Study

Movements and dive patterns of pygmy killer whales (Feresa attenuata) released in the Gulf of Mexico following rehabilitation

  • Published source details Pulis E.E., Wells R.S., Schorr G.S., Douglas D.C., Samuelson M.M. & Solangi M. (2018) Movements and dive patterns of pygmy killer whales (Feresa attenuata) released in the Gulf of Mexico following rehabilitation. Aquatic Mammals, 44, 555-567

Actions

This study is summarised as evidence for the following.

Action Category

Rehabilitate and release injured, sick or weak marine and freshwater mammals

Action Link
Marine and Freshwater Mammal Conservation
  1. Rehabilitate and release injured, sick or weak marine and freshwater mammals

    A study in 2015–2016 of a pelagic area in the Gulf of Mexico, USA (Pulis et al. 2018) found that one of two stranded pygmy killer whales Feresa attenuata that were rehabilitated and released back into the wild survived for at least three months. One of two rehabilitated male pygmy killer whales survived for at least 88 days after release, after which contact was lost with the transmitter. The pygmy killer whale used a 250-km span of continental shelf and travelled an average of 24 km/day.

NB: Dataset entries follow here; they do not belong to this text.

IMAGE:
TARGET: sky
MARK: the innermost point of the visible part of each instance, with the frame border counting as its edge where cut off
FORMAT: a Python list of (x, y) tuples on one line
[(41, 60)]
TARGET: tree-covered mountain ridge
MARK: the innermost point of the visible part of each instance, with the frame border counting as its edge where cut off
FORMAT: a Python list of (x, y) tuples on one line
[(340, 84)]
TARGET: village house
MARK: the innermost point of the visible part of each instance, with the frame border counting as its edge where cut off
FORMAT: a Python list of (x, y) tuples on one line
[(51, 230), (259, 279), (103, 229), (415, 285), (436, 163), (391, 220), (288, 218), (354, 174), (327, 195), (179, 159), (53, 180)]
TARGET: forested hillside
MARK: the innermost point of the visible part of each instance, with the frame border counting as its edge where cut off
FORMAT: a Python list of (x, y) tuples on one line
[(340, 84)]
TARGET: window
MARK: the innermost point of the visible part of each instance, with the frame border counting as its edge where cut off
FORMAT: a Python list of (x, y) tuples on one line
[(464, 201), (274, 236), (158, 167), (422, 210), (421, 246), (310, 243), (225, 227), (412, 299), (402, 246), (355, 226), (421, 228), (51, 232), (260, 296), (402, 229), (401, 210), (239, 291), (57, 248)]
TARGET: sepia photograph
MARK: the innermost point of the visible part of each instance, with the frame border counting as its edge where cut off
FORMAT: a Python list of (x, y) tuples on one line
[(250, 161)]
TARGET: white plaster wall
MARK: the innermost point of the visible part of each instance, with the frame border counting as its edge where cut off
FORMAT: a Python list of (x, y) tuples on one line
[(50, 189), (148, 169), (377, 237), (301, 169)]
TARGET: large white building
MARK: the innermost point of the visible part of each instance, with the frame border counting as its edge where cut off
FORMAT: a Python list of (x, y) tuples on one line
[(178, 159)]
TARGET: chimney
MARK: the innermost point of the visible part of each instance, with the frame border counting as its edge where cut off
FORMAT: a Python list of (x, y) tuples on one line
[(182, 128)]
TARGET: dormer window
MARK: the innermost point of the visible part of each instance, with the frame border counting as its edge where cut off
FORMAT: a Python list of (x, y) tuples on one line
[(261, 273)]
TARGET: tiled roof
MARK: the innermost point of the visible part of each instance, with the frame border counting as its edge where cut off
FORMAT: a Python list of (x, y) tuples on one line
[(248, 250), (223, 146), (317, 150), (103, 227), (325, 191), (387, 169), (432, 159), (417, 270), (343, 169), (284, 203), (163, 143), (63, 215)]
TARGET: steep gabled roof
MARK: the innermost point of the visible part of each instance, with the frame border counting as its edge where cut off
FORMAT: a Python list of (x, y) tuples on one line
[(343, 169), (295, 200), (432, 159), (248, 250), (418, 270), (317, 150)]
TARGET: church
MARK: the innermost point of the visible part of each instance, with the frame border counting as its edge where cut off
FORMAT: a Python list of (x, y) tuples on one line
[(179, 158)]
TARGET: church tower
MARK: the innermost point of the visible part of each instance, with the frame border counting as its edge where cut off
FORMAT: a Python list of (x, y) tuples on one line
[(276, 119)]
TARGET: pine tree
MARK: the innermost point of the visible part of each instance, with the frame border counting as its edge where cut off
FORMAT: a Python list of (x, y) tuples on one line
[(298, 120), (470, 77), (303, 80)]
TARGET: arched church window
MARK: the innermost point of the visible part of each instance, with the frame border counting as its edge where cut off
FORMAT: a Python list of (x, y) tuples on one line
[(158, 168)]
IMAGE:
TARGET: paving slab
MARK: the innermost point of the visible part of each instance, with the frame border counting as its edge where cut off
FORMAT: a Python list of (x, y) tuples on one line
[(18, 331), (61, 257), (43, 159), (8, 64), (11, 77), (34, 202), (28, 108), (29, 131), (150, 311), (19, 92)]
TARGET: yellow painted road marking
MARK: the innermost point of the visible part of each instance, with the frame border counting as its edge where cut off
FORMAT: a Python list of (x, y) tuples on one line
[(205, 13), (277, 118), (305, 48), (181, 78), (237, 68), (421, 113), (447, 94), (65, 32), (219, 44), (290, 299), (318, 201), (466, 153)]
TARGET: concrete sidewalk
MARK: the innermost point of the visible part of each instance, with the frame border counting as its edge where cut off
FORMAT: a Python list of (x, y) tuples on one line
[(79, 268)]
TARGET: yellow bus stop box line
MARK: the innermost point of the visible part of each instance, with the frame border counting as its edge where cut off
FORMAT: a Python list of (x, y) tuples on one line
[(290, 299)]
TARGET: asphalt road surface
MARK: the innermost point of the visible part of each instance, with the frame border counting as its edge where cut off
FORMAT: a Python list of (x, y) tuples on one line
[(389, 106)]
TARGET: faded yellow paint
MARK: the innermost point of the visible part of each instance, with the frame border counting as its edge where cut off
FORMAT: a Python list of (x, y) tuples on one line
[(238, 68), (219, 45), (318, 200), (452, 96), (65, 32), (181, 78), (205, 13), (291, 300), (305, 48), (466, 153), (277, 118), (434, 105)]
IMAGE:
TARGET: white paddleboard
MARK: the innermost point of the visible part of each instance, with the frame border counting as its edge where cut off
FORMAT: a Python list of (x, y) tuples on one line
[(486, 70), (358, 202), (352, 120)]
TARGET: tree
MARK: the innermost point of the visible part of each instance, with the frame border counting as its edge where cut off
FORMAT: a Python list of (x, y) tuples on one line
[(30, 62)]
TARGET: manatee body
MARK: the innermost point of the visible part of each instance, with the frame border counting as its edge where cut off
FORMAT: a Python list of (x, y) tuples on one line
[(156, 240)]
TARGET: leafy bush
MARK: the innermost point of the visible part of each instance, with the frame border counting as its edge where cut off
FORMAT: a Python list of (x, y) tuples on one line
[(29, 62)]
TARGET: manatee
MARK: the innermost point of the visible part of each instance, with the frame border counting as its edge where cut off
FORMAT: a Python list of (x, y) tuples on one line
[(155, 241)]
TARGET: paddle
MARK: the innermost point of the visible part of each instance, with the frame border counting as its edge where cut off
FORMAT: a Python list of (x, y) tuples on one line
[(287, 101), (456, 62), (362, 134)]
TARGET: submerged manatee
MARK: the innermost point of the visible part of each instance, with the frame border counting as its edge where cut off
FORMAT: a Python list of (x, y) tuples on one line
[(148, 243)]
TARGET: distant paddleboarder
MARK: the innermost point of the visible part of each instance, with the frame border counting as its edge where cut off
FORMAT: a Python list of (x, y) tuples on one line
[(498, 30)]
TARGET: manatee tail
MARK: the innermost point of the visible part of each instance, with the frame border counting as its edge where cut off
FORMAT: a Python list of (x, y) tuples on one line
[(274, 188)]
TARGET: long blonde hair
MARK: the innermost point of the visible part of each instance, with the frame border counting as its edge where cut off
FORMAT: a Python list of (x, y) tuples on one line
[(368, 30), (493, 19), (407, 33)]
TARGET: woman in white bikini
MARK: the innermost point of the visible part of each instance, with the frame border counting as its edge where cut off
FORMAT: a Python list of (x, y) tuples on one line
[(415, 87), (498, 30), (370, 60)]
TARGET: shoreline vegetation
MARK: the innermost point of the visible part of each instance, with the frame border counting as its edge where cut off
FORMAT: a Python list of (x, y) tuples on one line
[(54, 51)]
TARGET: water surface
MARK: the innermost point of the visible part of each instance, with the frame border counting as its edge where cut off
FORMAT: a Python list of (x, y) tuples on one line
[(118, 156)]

The other pygmy killer whale was tracked for 15 days before contact was lost and is likely to have died (diving behaviour was reduced before loss of contact). Two adult pygmy killer whales were found stranded in an estuary on 1 September 2015 and transported to a rehabilitation facility. On 11 July 2016, both pygmy killer whales were satellite-tagged and released offshore in water >200 m deep with known sightings of other pygmy killer whales. The whales were tracked to 129–947 locations during 15–88 days in July–October 2016.